The present invention relates to a signal processing device, a headphone, and a signal processing method.
Priority is claimed on Japanese Patent Application No. 2013-048890 filed Mar. 12, 2013, the content of which is incorporated herein by reference.
A sound-isolating headphone being a headphone having high sound insulation, enables listening to a sound-source sound (audio sound) without any leakage of sound to the surroundings. As an application example of the sound-isolating headphone, there is known a noise-canceling headphone. The noise-canceling headphone acquires ambient sound by a microphone, and adds the ambient sound to the audio sound in an opposite phase, thereby negating the ambient sound that reaches a user's ears.
There is an issue that these headphones also interrupt required sound (for example, a calling voice or the like from nearby people).
In view of the above, for example, the noise-canceling headphone disclosed in Patent Document 1 has a talk-through function for outputting only the ambient sound acquired by the microphone, to enable setting a state the same as with the headphone taken off.
However, when the talk-through function is turned on, the audio sound is not output. Accordingly, the headphone disclosed in Patent Document 1 extracts only a specific band (voice band) from the sound acquired by the microphone, and mixes the extracted sound with the audio sound. Due to this configuration, the listener can listen to the audio sound without blocking a human voice.
[Patent Document 1] Japanese Unexamined Patent Application, First Publication No. 2012-63483
However, the headphone disclosed in Patent Document 1 simply mixes the sound acquired by the microphone with the audio sound. Because of this, the sound acquired by the microphone, and the audio sound, overlap on each other, and become hard to listen to.
An exemplary object of the present invention is to provide a signal processing device, a headphone, and a signal processing method that make it easy to listen to the sound-source sound and the ambient sound, without the sound-source sound and the ambient sound being overlapped on each other.
A signal processing device according to an aspect of the present invention includes: an input unit that accepts an input of a sound-source signal; a sound acquisition unit that acquires ambient sound to generate a sound-acquisition signal; a localization processing unit that processes at least one of the sound-source signal and the sound-acquisition signal so that a first position and a second position are different from each other, and mixes the sound-source signal and the sound-acquisition signal at least one of which is processed, to generate an addition signal, the first position being where a sound image based on the sound-source signal is localized, the second position being where a sound image based on the sound-acquisition signal being localized; and an output unit that outputs the addition signal.
Because the signal processing device described above performs processing to localize the sound-source sound and the ambient sound at different positions, while mixing the ambient sound acquired by the sound acquisition unit with the sound-source sound, these sounds do not overlap on each other. Accordingly, a user can listen to both the sound-source sound and the ambient sound clearly.

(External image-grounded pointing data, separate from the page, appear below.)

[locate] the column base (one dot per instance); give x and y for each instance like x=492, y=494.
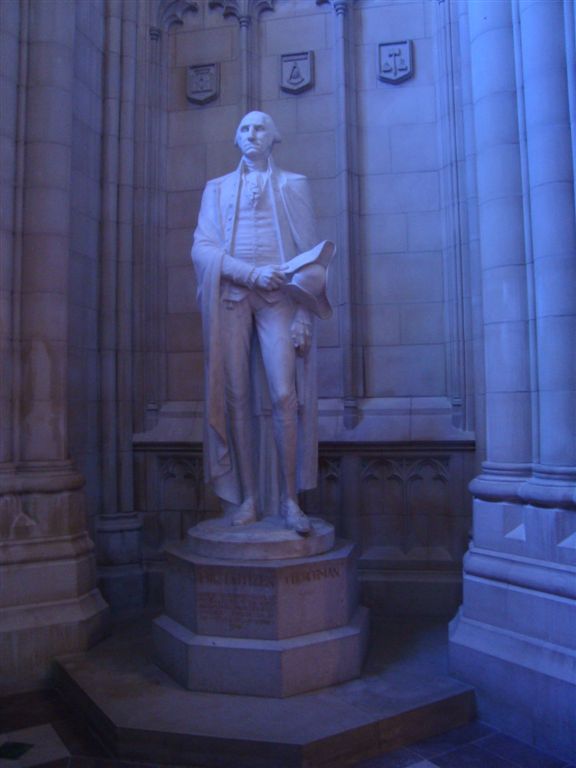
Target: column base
x=120, y=573
x=49, y=605
x=514, y=638
x=524, y=687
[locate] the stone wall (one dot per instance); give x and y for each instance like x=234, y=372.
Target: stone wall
x=394, y=348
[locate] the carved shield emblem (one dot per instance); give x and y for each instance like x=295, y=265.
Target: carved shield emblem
x=297, y=73
x=395, y=62
x=203, y=83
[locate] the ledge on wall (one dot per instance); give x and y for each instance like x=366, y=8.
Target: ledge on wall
x=385, y=419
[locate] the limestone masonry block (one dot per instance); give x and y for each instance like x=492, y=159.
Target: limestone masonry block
x=269, y=599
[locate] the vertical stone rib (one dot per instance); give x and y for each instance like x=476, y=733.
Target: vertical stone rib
x=553, y=233
x=348, y=211
x=247, y=12
x=118, y=528
x=12, y=16
x=109, y=256
x=501, y=227
x=46, y=224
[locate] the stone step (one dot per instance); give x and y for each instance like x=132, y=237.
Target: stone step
x=140, y=713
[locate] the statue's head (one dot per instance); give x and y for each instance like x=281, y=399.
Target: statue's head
x=256, y=134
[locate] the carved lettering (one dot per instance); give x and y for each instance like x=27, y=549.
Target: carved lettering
x=232, y=577
x=313, y=574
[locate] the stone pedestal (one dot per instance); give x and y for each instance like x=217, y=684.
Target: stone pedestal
x=261, y=626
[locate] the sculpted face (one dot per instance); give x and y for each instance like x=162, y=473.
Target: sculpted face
x=255, y=135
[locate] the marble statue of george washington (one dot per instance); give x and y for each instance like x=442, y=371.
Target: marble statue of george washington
x=261, y=281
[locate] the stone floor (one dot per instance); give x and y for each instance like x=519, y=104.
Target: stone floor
x=38, y=729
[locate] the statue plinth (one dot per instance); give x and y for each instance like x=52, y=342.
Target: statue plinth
x=268, y=539
x=264, y=627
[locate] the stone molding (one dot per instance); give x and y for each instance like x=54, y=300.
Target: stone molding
x=172, y=12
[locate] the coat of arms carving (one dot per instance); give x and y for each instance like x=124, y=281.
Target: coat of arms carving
x=395, y=62
x=297, y=73
x=203, y=83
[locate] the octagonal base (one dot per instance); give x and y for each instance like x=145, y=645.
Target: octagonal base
x=275, y=668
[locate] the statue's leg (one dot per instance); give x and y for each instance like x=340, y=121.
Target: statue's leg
x=273, y=323
x=236, y=327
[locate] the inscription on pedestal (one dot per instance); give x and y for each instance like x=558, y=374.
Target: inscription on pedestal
x=235, y=599
x=313, y=574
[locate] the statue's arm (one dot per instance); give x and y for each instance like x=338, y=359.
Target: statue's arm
x=210, y=242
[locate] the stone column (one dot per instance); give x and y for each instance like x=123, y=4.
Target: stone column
x=10, y=214
x=549, y=153
x=348, y=208
x=502, y=247
x=119, y=525
x=246, y=12
x=515, y=635
x=48, y=596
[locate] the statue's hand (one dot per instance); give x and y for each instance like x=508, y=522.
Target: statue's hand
x=270, y=278
x=301, y=336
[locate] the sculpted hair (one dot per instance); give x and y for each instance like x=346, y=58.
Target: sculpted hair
x=266, y=120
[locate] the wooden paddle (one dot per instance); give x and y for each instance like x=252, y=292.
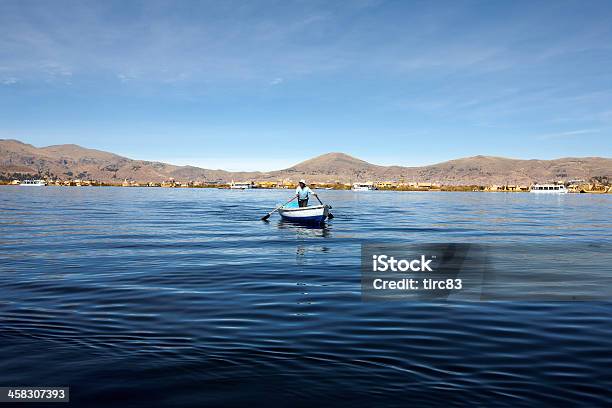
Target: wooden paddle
x=265, y=217
x=329, y=215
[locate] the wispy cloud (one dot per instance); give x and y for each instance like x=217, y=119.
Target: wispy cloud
x=9, y=81
x=571, y=133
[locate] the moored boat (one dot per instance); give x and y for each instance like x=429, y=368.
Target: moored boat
x=314, y=214
x=362, y=187
x=33, y=183
x=548, y=189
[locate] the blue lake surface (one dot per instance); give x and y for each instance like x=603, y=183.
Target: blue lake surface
x=158, y=297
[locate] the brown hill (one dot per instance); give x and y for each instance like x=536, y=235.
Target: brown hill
x=72, y=161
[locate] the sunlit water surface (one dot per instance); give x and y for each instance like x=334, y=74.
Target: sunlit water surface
x=152, y=297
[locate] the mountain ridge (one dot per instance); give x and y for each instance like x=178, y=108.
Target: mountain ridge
x=69, y=161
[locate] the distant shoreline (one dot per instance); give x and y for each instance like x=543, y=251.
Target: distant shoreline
x=459, y=189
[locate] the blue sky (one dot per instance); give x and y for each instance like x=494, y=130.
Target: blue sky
x=266, y=84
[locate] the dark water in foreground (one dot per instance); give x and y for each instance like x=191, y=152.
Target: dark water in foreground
x=158, y=297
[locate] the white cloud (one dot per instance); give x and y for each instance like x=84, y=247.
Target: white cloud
x=570, y=133
x=9, y=81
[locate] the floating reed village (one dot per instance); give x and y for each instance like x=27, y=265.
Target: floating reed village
x=598, y=185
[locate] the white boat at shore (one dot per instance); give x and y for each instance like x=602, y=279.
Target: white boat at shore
x=309, y=215
x=240, y=185
x=33, y=183
x=362, y=187
x=548, y=189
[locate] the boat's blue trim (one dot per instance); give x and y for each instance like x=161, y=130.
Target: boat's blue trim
x=313, y=219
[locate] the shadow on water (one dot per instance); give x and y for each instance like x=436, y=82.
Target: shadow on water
x=321, y=230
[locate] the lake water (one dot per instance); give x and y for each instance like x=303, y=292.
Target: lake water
x=152, y=297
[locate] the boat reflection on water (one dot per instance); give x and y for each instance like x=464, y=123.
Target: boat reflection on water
x=307, y=231
x=321, y=230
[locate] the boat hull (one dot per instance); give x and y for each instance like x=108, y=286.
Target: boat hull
x=308, y=215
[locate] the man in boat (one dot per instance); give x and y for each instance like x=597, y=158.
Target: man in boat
x=302, y=192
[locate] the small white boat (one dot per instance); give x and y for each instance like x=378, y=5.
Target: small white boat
x=313, y=215
x=240, y=185
x=33, y=183
x=362, y=187
x=548, y=189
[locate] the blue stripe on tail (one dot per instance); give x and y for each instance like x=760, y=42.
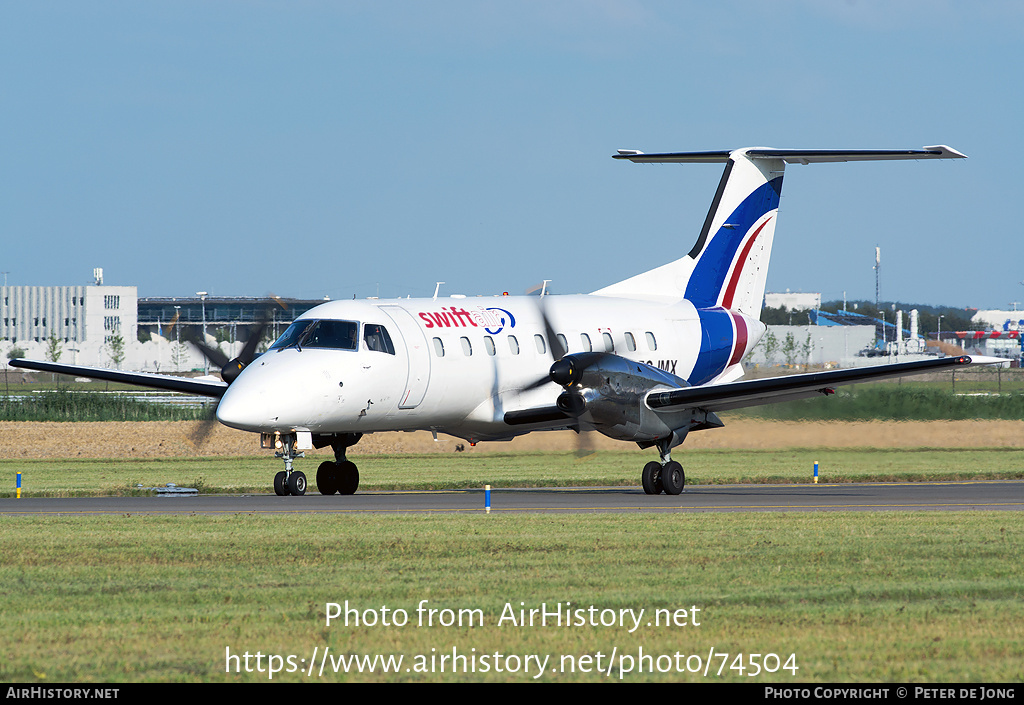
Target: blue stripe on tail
x=714, y=262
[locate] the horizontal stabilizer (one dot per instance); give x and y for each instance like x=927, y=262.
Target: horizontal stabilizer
x=759, y=391
x=155, y=381
x=792, y=156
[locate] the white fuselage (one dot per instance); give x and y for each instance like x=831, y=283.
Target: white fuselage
x=460, y=364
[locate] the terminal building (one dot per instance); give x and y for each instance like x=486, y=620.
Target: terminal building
x=110, y=326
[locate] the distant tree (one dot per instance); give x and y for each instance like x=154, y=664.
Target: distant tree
x=770, y=345
x=53, y=347
x=807, y=348
x=790, y=349
x=179, y=355
x=116, y=350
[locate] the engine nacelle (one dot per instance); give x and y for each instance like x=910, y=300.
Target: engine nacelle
x=606, y=391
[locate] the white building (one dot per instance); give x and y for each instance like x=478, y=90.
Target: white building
x=83, y=320
x=793, y=301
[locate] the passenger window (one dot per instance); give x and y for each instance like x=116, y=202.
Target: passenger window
x=377, y=338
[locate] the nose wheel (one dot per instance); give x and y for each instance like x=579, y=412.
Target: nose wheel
x=289, y=482
x=667, y=475
x=340, y=477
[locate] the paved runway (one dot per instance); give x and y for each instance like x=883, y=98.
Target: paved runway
x=859, y=497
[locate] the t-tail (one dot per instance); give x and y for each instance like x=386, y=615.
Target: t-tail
x=728, y=265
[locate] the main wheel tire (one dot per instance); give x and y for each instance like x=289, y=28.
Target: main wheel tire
x=297, y=484
x=328, y=478
x=673, y=478
x=650, y=479
x=281, y=484
x=348, y=478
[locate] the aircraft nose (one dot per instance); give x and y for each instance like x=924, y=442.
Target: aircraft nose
x=243, y=407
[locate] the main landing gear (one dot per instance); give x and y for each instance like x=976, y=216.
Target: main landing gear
x=667, y=475
x=339, y=477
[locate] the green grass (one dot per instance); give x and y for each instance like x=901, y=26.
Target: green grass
x=895, y=596
x=253, y=473
x=897, y=403
x=66, y=405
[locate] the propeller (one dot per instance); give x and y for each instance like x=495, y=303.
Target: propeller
x=229, y=369
x=566, y=371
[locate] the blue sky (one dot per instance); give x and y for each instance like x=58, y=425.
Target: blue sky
x=330, y=149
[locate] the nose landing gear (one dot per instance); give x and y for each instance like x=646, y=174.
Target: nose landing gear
x=340, y=477
x=288, y=482
x=667, y=475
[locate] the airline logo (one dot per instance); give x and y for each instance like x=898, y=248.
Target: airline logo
x=492, y=320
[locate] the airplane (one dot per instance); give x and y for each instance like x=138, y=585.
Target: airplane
x=646, y=360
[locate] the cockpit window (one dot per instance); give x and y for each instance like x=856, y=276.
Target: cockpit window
x=342, y=335
x=293, y=333
x=377, y=338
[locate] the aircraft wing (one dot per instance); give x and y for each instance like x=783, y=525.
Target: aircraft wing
x=156, y=381
x=754, y=392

Moreover, according to the signal processing device described above, the user can listen to both the sound-source sound and the ambient sound clearly without processing to extract only the voice band. Because of this, the user can also listen to the sound including a main component (for example, the sound of an emergency vehicle) other than the voice band clearly.
As a result, the user can listen to both the sound-source sound and the ambient sound clearly, without any leakage of sound-source sound such as musical sound to the surroundings.
A headphone according to an aspect of the present invention includes: the signal processing device described above; and a headphone unit that emits sound based on the addition signal.
A signal processing method according to an aspect of the present invention includes: accepting an input of a sound-source signal; acquiring ambient sound to generate a sound-acquisition signal; processing at least one of the sound-source signal and the sound-acquisition signal so that a first position and a second position are different from each other, the first position being where a sound image based on the sound-source signal is localized, the second position being where a sound image based on the sound-acquisition signal is localized; mixing the sound-source signal and the sound-acquisition signal at least one of which is processed, to generate an addition signal; and outputting the addition signal.
According to an embodiment of the present invention, the sound-source sound and the ambient sound do not overlap on each other, and both the sound-source sound and the ambient sound become easy to listen to.
The microphone 11 is provided near the headphone unit 2R to acquire ambient sound, and outputs a sound-acquisition signal. However, the installation position of the microphone 11 is not limited to this example. For example, the microphone 11 may be provided near the headphone unit 2L, may be provided near the signal processing unit 1, or may be built into the signal processing unit 1.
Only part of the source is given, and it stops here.